Secretion, binding, and clearance of dynorphin and κ-receptors. (1) DCG fuses to cell membrane and spills dynorphin into the extracellular space. The DCG membrane also carries κ-receptors (Shuster et al., 1999), and so fusion of the granule also upregulates the receptor. (2) Extracellular dynorphin binds to the κ-receptor, and the bound complex begins to signal. (3) The bound complex is internalized, dephosphorylated, and ceases signaling.

Figure 8.

Comparison of time periods for active and silent phases for the simple model of increase and clearance of D (Eq. 17). D both rises and falls exponentially with the same time constant, but, note that for this model, the silent phase is significantly longer than the active phase, although both in vivo and in vitro they are found to be almost equal. Thus, the simple model does not adequately describe the dynamics of D.

Figure 9.

Proposed time course of D (the transduction of κ-receptor activation by dynorphin) during a burst; compare this with the profile of [Ca²⁺]_i shown in Figure 3. D evolves according to Equations 13 and 18 and decays to rest exponentially when the cell is silent.

Figure 10.

The evolution of [Ca²⁺]_i and D throughout and between bursts and the corresponding upmodulation and downmodulation of I_K,leak (shown schematically). The cycle starts from top left and moves clockwise, and the activation of the DAP, or plateau, at any time is denoted by the circle. Threshold denotes the calcium threshold for triggering the plateau potential and not spike threshold, and depends on spike frequency. Note that the function f denotes the modulation, and not the activation, of I_K,leak. f therefore starts at zero but can go negative if [Ca²⁺]_i decays while it is still right-shifted. This negative modulation corresponds to an upmodulation of I_K,leak and leads to a hyperpolarization of the membrane potential. The sequence of events is as follows: (1) spike-driven Ca²⁺ influx depolarizes the cell by depressing I_K,leak. The depolarization triggers more spikes, further increasing [Ca²⁺]_i and so sustaining a plateau and initiating a burst; (2) subsequent spikes cause further influx and so saturate the inhibition of I_K,leak; (3) D starts to increase, desensitizing I_K,leak to Ca²⁺ and raising the plateau threshold until it is no longer self-sustaining. The plateau then collapses, and the burst terminates; (4) D decays more slowly than Ca²⁺ and so remains elevated while Ca²⁺ decays. Thus I_K,leak remains transiently desensitized, causing f to go negative and temporarily hyperpolarizing the membrane. Hyperpolarization decays as D is cleared, and becomes manifest as a slow depolarization.
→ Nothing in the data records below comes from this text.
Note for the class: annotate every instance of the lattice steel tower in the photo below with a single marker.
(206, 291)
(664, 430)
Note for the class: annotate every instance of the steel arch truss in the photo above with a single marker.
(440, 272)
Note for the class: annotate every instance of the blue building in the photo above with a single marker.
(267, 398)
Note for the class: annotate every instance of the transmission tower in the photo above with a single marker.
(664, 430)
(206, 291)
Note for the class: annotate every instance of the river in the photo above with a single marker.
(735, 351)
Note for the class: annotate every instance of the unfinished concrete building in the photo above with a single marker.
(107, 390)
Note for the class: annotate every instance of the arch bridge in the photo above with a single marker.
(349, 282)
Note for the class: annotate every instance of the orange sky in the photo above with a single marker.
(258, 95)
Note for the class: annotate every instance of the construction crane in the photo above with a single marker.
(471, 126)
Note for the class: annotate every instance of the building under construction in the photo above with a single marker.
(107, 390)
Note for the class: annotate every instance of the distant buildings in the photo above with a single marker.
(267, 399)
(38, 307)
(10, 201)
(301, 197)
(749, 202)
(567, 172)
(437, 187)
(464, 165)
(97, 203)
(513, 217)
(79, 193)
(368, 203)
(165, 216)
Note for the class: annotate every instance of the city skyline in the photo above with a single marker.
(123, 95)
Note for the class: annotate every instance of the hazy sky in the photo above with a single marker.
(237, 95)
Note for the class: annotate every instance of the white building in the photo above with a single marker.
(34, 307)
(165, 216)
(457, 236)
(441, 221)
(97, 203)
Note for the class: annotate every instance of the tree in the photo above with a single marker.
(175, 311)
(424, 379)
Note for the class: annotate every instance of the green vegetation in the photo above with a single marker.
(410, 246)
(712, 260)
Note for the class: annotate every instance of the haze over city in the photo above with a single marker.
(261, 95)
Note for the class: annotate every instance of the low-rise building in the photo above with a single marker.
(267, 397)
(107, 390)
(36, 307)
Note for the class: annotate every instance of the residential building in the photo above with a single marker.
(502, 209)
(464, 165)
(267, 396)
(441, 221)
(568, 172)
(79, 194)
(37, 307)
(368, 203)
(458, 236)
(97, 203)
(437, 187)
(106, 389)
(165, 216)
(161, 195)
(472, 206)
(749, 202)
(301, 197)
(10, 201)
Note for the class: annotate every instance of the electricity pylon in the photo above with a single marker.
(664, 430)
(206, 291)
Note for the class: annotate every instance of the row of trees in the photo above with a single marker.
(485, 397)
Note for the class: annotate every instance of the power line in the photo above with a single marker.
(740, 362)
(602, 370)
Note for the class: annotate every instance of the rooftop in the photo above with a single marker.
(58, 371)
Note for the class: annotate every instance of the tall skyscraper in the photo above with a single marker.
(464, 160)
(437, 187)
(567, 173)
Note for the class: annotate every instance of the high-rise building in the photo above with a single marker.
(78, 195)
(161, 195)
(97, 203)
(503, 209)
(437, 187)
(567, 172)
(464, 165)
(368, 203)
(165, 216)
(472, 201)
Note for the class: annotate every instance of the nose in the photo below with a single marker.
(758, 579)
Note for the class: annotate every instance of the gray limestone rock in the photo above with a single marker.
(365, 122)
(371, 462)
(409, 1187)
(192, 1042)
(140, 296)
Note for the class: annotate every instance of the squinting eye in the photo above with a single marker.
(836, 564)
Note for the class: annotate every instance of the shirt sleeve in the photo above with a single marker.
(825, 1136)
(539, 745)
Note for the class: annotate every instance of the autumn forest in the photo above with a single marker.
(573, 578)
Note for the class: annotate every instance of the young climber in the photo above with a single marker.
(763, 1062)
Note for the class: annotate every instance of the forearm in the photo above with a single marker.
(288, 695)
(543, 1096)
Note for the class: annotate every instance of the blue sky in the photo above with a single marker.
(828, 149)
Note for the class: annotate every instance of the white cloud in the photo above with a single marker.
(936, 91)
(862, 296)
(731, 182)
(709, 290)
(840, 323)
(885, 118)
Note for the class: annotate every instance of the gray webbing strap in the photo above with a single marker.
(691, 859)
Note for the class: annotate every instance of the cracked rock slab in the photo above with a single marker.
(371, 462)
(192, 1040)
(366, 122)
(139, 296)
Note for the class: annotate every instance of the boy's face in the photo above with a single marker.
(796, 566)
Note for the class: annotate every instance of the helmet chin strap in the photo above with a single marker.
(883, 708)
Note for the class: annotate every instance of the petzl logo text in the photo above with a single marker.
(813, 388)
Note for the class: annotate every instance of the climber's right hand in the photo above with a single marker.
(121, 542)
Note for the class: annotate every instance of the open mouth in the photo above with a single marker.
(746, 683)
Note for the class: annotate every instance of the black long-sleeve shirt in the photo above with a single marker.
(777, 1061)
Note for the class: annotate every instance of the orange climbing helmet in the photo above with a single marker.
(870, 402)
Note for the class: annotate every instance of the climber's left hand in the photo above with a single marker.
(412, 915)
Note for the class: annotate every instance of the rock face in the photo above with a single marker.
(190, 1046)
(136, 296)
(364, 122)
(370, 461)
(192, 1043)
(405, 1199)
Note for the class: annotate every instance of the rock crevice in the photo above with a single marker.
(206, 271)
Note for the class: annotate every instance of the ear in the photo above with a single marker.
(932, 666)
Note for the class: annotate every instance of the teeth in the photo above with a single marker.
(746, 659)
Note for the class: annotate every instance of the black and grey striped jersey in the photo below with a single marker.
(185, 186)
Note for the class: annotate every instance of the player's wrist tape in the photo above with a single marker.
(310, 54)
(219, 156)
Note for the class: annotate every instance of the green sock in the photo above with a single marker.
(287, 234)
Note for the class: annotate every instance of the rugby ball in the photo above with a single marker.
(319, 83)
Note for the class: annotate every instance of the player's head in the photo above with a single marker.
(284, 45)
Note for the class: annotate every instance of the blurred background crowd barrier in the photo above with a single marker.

As both [Ca²⁺]_i and D decay, the cell returns to its initial state.

Figure 12.

MNCs show a transient response during an aggressively applied stimulus and briefly discharge a fast-continuous pattern before the onset of phasic activity. We propose that this transient fast-continuous pattern occurs because the dynorphin–κ-receptor desensitization mechanism initially develops slowly, and so there is a short time for which the inhibition caused by the upregulation of I_K,leak does not interrupt firing (compare with Fig. 11c). We further propose that this slow onset is caused by the slow filling of a releasable pool of dense-core granules from a docked pool of granules.